Par arrêt du 1er février 2005, la Cour d’Appel de Mons posait à la Cour d’arbitrage deux questions préjudicielles relatives au décret de la Région wallonne du 23 juin 1994 relatif à la création et à l’exploitation des aéroports et au décret du 1er avril 2004 modifiant celui précité. La deuxième question portait sur l’ingérence du pouvoir législatif dans l’administration de la justice dans le but d’influer sur le dénouement du litige.

Petit retour en arrière. Le 1er avril 2004, le Parlement wallon votait en urgence (et sur proposition du Gouvernement wallon) un décret modifiant les heures d’ouvertures de l’aéroport de Charleroi. Ceci deux jours après que le tribunal civil de Charleroi ait décidé de soumettre à une astreinte de 10.000 euros chaque vol constaté entre 22 heures et 7 heures (période théorique de non activité). S’agissait-il d’un exemple flagrant d’ingérence, comme le soutiennent les riverains ? Cette ingérence se justifiait-elle en raison d’impérieux motifs d’intérêt général comme le soutiennent le Gouvernement wallon et BSCA (gestionnaire de l’aéroport) ? La réponse est figure dans dans l’arrêt n°25/2006 du 15 février 2006 de la Cour d’arbitrage (voir http://www.arbitrage.be/fr/common/home.html) qui a dit pour droit que « le décret du 1er avril 2004 […] ne viole pas les articles 10 et 11 de la Constitution lus en combinaison avec les articles 6.1 et 13 de la Convention européenne des droits de l’homme ». La Cour estime donc qu’il n’y a pas eu ingérence.
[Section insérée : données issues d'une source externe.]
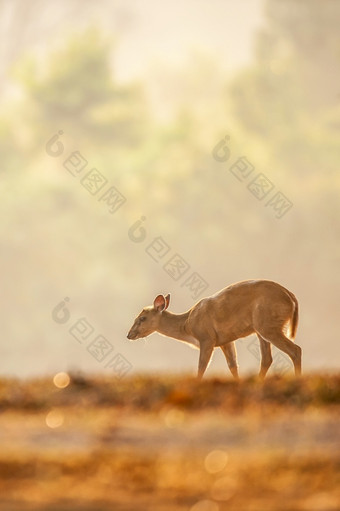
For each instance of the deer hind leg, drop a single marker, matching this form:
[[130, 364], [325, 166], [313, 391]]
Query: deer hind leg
[[286, 345], [266, 356], [229, 351], [204, 359]]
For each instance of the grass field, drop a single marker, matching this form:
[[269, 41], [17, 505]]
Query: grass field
[[170, 443]]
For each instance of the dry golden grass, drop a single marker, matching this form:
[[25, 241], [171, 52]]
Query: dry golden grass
[[170, 443]]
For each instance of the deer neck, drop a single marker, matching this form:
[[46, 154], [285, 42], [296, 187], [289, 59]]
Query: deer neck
[[174, 325]]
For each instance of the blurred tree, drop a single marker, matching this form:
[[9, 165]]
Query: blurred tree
[[77, 93], [289, 100]]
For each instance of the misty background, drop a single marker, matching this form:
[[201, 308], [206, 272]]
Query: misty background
[[163, 99]]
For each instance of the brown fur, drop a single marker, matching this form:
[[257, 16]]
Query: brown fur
[[253, 306]]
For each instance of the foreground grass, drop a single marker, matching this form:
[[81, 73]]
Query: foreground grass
[[170, 444]]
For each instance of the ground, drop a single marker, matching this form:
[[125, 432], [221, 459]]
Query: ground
[[170, 443]]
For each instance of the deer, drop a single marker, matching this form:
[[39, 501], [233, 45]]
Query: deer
[[260, 307]]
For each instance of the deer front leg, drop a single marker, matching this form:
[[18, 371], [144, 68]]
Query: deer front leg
[[205, 356], [266, 356], [231, 357]]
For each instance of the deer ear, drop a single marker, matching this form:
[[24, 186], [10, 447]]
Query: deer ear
[[159, 303], [167, 301]]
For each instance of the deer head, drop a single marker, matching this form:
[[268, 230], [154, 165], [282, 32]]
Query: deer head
[[148, 320]]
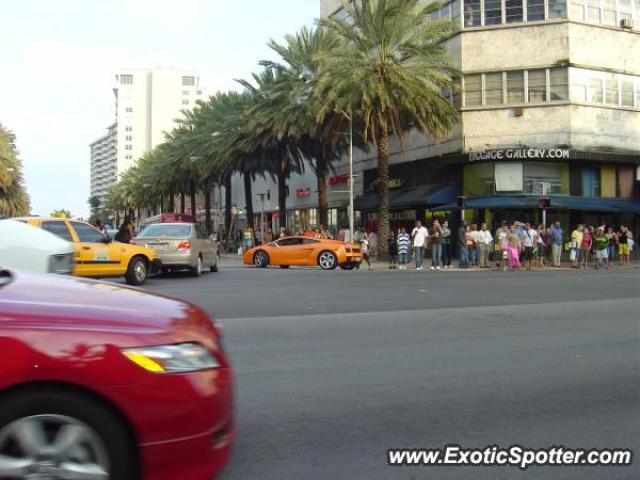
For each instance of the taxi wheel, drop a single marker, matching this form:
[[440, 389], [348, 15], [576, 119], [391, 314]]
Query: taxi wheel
[[197, 270], [327, 260], [137, 271], [261, 259]]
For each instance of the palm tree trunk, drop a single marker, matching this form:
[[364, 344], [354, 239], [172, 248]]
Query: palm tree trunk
[[248, 198], [282, 197], [227, 205], [383, 177], [323, 200], [207, 208], [193, 198]]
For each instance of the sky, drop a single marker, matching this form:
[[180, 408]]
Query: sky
[[59, 59]]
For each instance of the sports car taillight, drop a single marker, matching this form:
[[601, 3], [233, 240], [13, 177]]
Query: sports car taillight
[[184, 246]]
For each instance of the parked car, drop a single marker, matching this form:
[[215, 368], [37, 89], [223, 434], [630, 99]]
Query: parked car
[[101, 381], [181, 245], [26, 247], [99, 256], [305, 251]]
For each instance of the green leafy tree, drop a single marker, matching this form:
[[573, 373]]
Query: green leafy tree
[[14, 200], [389, 70]]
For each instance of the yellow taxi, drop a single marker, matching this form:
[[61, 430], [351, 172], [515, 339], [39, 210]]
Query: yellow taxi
[[97, 255]]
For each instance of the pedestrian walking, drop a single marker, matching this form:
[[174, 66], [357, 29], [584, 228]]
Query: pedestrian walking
[[484, 241], [575, 245], [446, 244], [435, 237], [585, 247], [472, 243], [419, 235], [403, 247], [556, 234], [623, 245], [602, 249], [612, 245], [529, 242], [463, 251], [502, 240], [393, 250]]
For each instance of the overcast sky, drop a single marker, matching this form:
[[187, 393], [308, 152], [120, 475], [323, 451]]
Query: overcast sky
[[59, 59]]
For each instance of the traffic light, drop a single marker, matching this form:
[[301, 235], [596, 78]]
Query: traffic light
[[544, 203]]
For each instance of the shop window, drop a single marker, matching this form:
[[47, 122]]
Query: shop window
[[509, 176], [479, 179], [537, 86], [513, 11], [472, 13], [590, 182], [492, 12], [542, 177], [558, 84], [535, 10], [515, 87], [493, 89], [626, 180], [557, 8]]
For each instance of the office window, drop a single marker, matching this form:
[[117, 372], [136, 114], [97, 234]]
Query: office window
[[493, 89], [535, 10], [492, 12], [513, 10], [515, 87], [559, 88], [473, 90], [537, 86], [472, 13], [557, 9], [611, 89]]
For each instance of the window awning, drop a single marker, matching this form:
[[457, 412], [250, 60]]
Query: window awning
[[425, 195]]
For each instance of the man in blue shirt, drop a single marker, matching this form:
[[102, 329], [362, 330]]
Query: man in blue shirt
[[556, 235]]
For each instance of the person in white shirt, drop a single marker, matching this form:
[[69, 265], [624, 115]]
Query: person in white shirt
[[419, 236], [484, 243]]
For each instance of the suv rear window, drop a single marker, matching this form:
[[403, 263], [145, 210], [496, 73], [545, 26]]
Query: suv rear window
[[178, 230], [58, 228]]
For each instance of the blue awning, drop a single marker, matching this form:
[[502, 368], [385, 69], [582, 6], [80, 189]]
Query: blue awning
[[588, 204]]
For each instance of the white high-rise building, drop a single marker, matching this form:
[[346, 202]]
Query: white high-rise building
[[147, 103]]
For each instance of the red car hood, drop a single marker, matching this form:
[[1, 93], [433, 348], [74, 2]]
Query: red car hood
[[61, 302]]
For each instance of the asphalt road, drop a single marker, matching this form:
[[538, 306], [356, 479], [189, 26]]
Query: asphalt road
[[334, 368]]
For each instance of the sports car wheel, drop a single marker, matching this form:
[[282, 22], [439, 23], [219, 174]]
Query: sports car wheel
[[327, 260], [261, 259]]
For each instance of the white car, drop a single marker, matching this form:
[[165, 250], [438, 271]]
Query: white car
[[25, 247]]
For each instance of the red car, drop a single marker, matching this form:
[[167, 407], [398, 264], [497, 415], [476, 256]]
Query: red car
[[99, 381]]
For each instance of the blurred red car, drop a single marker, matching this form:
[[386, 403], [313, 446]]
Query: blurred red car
[[99, 381]]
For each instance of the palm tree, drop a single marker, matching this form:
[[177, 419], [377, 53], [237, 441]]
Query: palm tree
[[14, 199], [296, 115], [389, 70]]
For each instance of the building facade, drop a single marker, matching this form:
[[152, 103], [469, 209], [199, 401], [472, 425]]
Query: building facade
[[103, 163], [147, 101], [550, 107]]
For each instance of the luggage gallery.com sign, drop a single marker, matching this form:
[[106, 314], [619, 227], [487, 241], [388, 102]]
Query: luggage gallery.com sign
[[520, 154]]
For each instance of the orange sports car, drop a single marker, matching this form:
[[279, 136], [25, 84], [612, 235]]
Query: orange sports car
[[306, 252]]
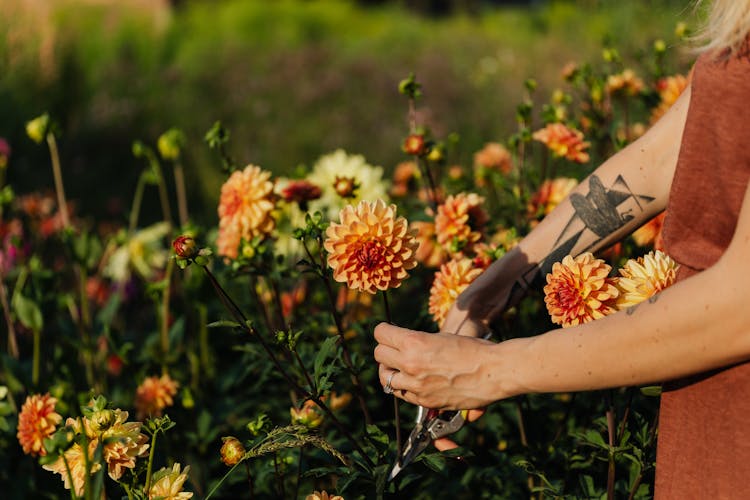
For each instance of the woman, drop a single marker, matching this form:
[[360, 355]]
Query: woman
[[695, 336]]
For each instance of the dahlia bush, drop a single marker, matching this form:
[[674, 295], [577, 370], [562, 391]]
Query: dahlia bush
[[243, 348]]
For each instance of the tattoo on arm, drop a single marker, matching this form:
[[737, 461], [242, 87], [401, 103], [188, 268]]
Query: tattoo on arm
[[596, 215]]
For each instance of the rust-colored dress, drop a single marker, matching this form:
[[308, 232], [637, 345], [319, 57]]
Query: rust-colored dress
[[703, 449]]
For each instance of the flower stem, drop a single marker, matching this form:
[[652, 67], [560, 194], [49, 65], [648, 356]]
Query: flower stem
[[57, 173], [396, 413]]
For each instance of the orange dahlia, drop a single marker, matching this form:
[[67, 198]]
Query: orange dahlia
[[579, 290], [669, 89], [563, 142], [460, 220], [36, 422], [650, 233], [245, 208], [452, 279], [371, 248], [154, 394], [625, 83], [644, 277], [549, 195]]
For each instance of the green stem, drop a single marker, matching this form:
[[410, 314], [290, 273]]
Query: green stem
[[137, 201], [165, 315], [57, 173]]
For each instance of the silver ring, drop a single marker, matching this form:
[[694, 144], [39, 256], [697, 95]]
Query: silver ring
[[388, 389]]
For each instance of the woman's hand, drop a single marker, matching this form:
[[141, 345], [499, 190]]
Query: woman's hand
[[439, 371]]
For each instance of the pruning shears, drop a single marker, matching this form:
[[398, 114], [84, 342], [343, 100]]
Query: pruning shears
[[431, 425]]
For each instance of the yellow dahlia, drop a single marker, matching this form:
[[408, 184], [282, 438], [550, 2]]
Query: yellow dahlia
[[452, 279], [371, 248], [123, 444], [669, 89], [644, 277], [580, 290], [460, 220], [154, 394], [563, 142], [245, 208], [323, 495], [36, 422], [76, 463], [168, 484]]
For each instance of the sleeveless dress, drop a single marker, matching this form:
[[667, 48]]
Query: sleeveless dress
[[703, 449]]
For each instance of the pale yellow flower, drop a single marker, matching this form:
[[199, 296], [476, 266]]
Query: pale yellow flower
[[168, 484], [371, 248], [452, 279], [580, 290], [644, 277]]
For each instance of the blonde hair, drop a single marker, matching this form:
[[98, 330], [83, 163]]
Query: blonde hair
[[726, 27]]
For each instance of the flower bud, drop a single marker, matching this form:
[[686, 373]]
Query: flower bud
[[185, 247], [414, 145], [37, 128], [232, 451]]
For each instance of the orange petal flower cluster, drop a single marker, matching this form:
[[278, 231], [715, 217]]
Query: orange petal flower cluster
[[37, 421], [564, 142], [644, 277], [452, 279], [669, 89], [626, 83], [371, 248], [580, 290], [650, 233], [245, 208], [154, 394], [549, 195], [460, 220]]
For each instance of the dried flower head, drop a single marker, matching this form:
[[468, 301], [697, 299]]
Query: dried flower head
[[245, 208], [452, 279], [644, 277], [371, 248], [580, 290], [37, 421], [669, 89], [168, 484], [460, 221], [154, 394], [232, 451], [564, 142]]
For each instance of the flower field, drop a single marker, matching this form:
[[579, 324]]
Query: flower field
[[164, 358]]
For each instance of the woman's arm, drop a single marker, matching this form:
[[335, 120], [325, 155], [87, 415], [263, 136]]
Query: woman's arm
[[621, 195], [696, 325]]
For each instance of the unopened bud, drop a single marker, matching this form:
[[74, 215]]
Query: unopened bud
[[232, 451]]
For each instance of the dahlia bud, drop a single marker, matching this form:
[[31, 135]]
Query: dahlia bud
[[170, 144], [232, 451], [185, 247], [414, 145], [4, 153], [37, 128], [345, 187]]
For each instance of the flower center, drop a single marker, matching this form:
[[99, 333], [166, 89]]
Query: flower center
[[370, 254]]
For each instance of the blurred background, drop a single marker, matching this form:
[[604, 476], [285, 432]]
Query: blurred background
[[291, 79]]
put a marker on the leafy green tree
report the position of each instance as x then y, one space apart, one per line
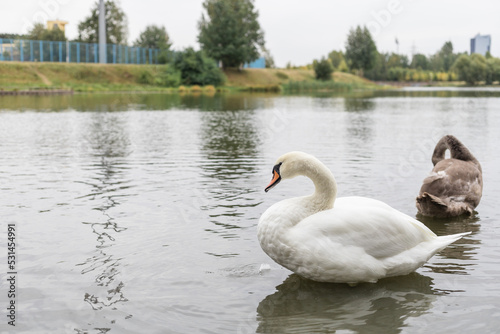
40 33
154 37
419 61
116 25
230 32
269 59
198 69
471 69
361 51
336 57
323 69
379 70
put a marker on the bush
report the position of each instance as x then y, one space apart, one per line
168 77
323 69
198 69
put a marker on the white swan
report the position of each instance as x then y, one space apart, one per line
344 240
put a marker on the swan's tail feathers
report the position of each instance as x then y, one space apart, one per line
430 205
445 240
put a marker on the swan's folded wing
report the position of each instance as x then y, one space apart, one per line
377 230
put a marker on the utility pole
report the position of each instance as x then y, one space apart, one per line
102 33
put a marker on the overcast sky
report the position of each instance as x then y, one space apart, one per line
296 31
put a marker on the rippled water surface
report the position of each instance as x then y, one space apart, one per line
138 213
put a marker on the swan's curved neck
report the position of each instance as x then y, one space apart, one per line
457 150
325 186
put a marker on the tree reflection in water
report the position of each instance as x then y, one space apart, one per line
108 143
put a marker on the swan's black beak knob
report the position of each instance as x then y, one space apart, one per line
276 178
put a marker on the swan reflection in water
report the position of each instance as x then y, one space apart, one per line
304 306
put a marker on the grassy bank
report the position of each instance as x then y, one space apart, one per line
96 77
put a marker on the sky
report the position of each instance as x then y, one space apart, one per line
295 31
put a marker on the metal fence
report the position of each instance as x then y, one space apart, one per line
74 52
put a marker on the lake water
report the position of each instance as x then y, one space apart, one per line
138 213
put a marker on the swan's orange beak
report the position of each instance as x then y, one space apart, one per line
276 178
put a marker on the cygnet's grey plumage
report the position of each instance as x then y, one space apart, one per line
455 185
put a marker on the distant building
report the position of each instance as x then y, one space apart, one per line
56 24
480 44
259 63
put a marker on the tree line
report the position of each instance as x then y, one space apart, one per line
229 36
362 57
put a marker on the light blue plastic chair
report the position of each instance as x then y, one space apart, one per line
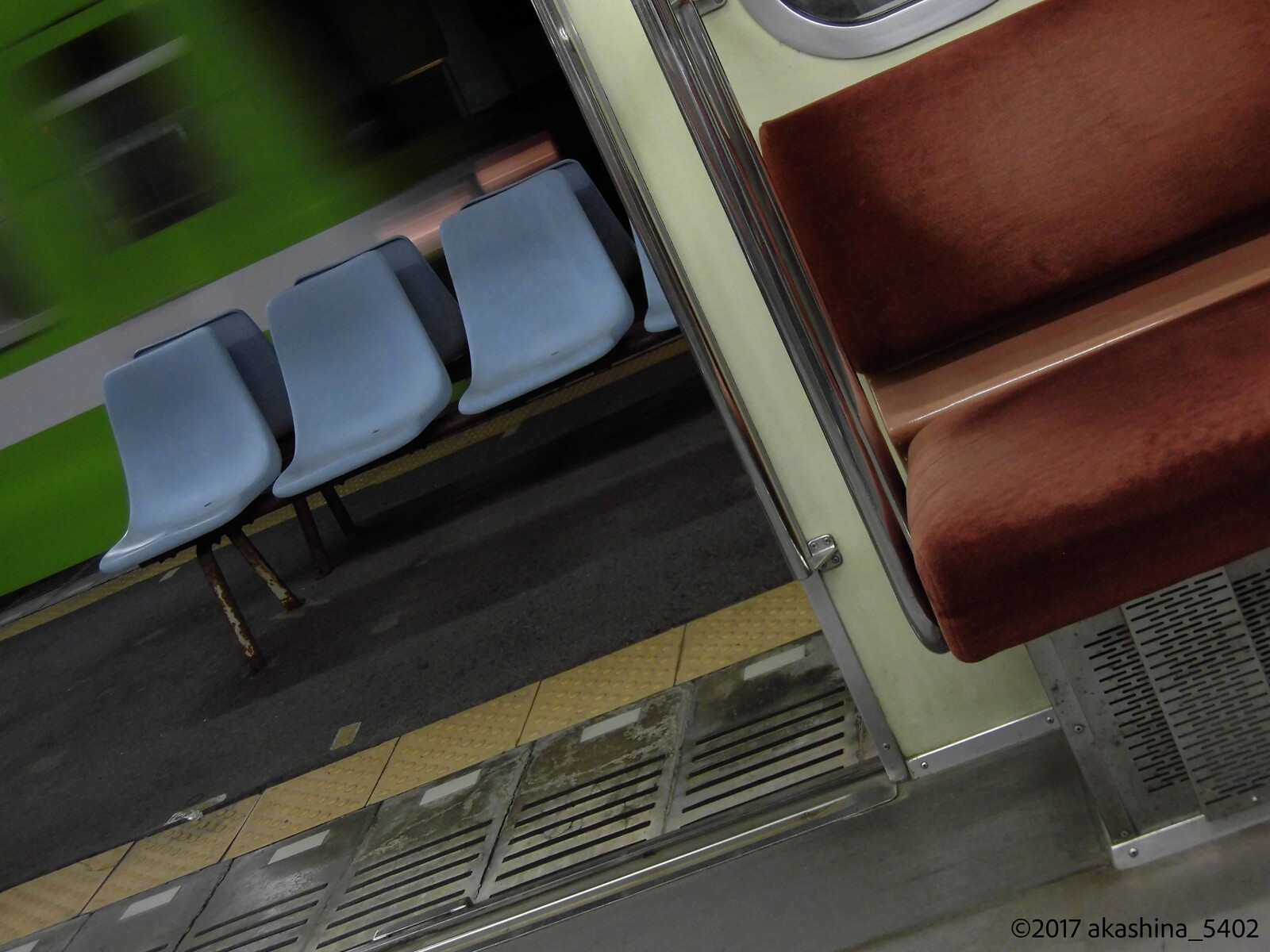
432 301
361 372
658 317
539 292
609 228
196 450
257 365
196 454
Serait-on en présence d’un phénomène « poupées russes » ? Les parties (riverains, Gouvernement wallon et BSCA) ont été entendues par la Cour d’arbitrage lors de l’audience publique du 11 janvier 2006. Ce jour-là, les propos de l’avocate représentant le Gouvernement wallon en ont choqué plus d’un et ont posé une nouvelle fois la question de… l’ingérence !. De quoi s’agissait-il ? Comme mentionné dans l’arrêt du 15 février 2006, les propos portaient sur « l’intention manifestée par le Gouvernement wallon de faire voter un nouveau décret ». Pourquoi donc l’avocate mentionnait-elle cette intention ? Parce que ce « décret retirerait tout effet utile à Votre arrêt » commentaient, offusqués, trois riverains dans un courrier envoyé à la Cour d’arbitrage le 17 janvier 2006que vous trouverez en pièce-jointe. Ceux-ci – on le serait à moins – on été stupéfaits d’entendre le Conseil du Gouvernement inviter la Cour à ne pas se fatiguer à vider son délibéré avant le vote de ce Décret de validation législative, évidente et avouée.

Dans ce dossier, il est évident que le pouvoir exécutif tient fermement les rênes et manifeste clairement sa volonté de les conserver. A cet égard, nous vous invitons à relire notre petit billet d’humeur publié dans notre défunte revue mensuelle suite au vote du décret du premier avril 2004.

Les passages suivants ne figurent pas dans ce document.